Doc. no: P0781R0
Date: 2017-09-25
Reply to: Erich Keane

A Modern C++ Signature for main

Introduction

One of the greatest accomplishments of the ISO C++ Committee over the past decade was to provide easy to use and powerful zero-cost abstractions to painful C-isms in the language. A very useful benefit of these abstractions is that they make common operations easy and consistent.
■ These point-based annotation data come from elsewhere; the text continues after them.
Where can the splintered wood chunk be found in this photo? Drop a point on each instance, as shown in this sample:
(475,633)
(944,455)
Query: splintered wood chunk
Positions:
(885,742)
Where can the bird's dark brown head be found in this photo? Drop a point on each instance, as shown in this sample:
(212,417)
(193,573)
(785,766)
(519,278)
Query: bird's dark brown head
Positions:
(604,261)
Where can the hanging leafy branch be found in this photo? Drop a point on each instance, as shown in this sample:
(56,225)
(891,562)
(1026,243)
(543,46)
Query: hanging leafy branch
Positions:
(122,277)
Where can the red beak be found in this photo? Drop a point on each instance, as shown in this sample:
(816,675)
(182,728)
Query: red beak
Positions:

However, one of of the last vestiges of C left in C++ is also both the most difficult to educate new programmers, and an incredibly error prone one to knowledgable programmers. This of course, is the available signatures of the application entry function, aka main. The meaningful signature of main dates back to the earliest versions of C. This paper proposes adding an additional signature for the main function, starting with some guidelines that should be used to select a replacement, as well as a few potential options.

Justification

First, lets consider a somewhat common usage of the useful signature of main:

int main(int argc, char** argv){
  for (size_t i = 0; i < argc; ++i) {
    char *Arg = argv[i];
    size_t ArgSize = strlen(Arg);
    // some usage of this character array...
  }
}
One thing that you may take from this pessimized and contrived example is the horrible amount of C-isms and otherwise terrible set of functions that the programmer is immediately being exposed to. For a student of Modern C++, one can imagine how terrifying this is for an otherwise simple operation. This requires familiarity of C-Arrays, pointer decay, C-string functions, and even traditional for-loops!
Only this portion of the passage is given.